Our findings differ in some respects from those of other studies of reward-related brain function in depression. For example, others have reported decreased orbitofrontal reactivity in response to reward in young people with depression (6
) or a negative relation between amygdala reactivity and anhedonia (28
). While our hypotheses focused more on striatal reactivity, we found some orbitofrontal reactivity within the major depressive disorder group but no differences between the major depressive disorder and comparison groups in reactivity of the orbitofrontal cortex or amygdala. A possible reason for this discrepancy is that our reward task is similar to those that reliably engage striatal reward areas (11
) and does not include other types of affective stimuli such as human faces.
Similarly, sample size and composition limited our ability to test whether depression-related differences were present within male and female subsamples.
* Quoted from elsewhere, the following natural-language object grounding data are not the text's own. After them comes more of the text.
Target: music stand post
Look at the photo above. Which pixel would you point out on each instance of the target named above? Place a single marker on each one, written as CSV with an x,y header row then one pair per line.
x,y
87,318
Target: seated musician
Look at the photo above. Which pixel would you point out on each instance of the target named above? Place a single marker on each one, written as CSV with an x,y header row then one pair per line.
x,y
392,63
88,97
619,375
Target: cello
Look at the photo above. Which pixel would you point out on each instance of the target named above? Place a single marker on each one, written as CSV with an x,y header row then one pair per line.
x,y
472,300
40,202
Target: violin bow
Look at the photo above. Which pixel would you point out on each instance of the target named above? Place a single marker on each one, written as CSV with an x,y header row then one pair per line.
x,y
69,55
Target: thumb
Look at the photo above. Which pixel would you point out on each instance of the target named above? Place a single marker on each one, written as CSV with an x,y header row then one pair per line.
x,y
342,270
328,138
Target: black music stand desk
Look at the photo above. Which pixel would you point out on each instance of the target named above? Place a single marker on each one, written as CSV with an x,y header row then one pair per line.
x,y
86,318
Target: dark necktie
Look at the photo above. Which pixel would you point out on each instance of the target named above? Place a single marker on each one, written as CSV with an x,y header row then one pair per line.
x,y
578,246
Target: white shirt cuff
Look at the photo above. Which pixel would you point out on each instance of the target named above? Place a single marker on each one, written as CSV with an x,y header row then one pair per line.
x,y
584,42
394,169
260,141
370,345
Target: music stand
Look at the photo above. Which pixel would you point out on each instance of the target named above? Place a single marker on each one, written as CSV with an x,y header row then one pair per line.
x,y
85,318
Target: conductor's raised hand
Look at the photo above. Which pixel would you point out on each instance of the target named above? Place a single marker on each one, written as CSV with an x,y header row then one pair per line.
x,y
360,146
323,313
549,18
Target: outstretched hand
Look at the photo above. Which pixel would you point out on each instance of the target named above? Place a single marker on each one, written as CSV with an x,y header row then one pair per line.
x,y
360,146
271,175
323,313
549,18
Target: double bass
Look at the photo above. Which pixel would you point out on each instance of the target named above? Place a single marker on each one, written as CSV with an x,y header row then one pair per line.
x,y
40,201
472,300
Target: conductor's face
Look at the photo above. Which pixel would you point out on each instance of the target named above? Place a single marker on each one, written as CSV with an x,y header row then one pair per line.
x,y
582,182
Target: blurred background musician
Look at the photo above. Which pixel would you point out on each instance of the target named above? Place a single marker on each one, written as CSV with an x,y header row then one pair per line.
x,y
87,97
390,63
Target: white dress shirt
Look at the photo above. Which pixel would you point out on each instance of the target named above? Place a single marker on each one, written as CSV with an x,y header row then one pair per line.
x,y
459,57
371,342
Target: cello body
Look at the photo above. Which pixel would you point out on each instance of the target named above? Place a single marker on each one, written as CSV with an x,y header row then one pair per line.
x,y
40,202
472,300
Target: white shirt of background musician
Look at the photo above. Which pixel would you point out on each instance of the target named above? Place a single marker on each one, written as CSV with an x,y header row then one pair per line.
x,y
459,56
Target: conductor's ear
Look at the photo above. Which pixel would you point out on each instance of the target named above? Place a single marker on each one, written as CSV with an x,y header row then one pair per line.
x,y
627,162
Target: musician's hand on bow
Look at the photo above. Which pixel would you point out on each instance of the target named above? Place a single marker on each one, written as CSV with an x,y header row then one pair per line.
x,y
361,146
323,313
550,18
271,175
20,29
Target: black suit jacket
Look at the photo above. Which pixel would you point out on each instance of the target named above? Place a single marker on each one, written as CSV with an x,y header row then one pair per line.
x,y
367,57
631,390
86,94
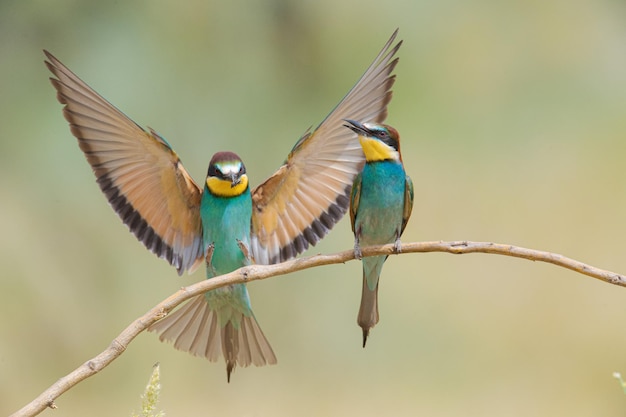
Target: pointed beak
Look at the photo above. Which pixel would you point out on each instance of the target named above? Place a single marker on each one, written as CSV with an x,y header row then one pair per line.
x,y
234,179
357,127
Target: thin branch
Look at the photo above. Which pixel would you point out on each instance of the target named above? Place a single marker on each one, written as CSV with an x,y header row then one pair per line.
x,y
256,272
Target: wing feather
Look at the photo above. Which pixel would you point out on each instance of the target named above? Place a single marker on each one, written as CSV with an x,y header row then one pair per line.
x,y
141,176
303,200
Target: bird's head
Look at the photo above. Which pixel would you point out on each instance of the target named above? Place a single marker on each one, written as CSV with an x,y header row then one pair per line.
x,y
227,175
380,142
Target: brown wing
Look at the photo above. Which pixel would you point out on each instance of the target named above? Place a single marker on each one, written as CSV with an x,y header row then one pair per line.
x,y
141,176
303,200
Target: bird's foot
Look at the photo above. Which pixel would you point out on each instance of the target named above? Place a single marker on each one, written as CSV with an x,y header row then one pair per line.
x,y
397,246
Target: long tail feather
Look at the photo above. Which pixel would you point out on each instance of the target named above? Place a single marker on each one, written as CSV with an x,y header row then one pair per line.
x,y
195,328
368,311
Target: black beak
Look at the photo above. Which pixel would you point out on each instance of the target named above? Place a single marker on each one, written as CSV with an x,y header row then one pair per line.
x,y
357,127
234,179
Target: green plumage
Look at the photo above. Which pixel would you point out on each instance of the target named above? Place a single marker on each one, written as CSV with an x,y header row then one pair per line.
x,y
380,205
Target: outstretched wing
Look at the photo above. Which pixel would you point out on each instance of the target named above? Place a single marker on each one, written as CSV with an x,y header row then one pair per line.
x,y
138,172
309,193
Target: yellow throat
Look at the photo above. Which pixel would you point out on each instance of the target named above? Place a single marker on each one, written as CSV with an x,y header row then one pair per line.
x,y
224,188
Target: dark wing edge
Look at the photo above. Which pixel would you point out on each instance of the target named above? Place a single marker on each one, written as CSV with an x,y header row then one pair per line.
x,y
112,144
Girls were overrepresented in our sample, but gender was unlikely to serve as a confound because both the major depressive disorder and comparison groups had greater proportions of girls than boys. Anxiety symptoms, higher in the major depressive disorder group than the comparison group, were another possible confound. Although results did not change when we adjusted for anxiety symptoms, it is possible that the presence of anxiety influenced our results, especially since we found previously that anxiety symptoms appear to contribute uniquely to reward processing in young people (6
). Our paradigm was a straightforward monetary reward task that allowed us to examine one class of natural rewards but precluded us from considering other aspects of reward, such as social context, subjective experience, and varying magnitude. We did not obtain mood ratings during the reward task, and unfortunately we were thus unable to test the hypothesis that group differences in brain function reflect differences in subjective experience of reward.
In sum, this study indicates that young people with depression appear to exhibit unusual patterns of neural response to two components of reward processing. Neural response was further related to subjective affect in natural settings, providing validation for the use of laboratory-based reward paradigms to measure aspects of positive affect. A greater understanding of the affective factors in depression will ideally lead not only to increased knowledge of the pathophysiology of depression but also to treatments that target the affective systems disrupted by the experience of this disorder.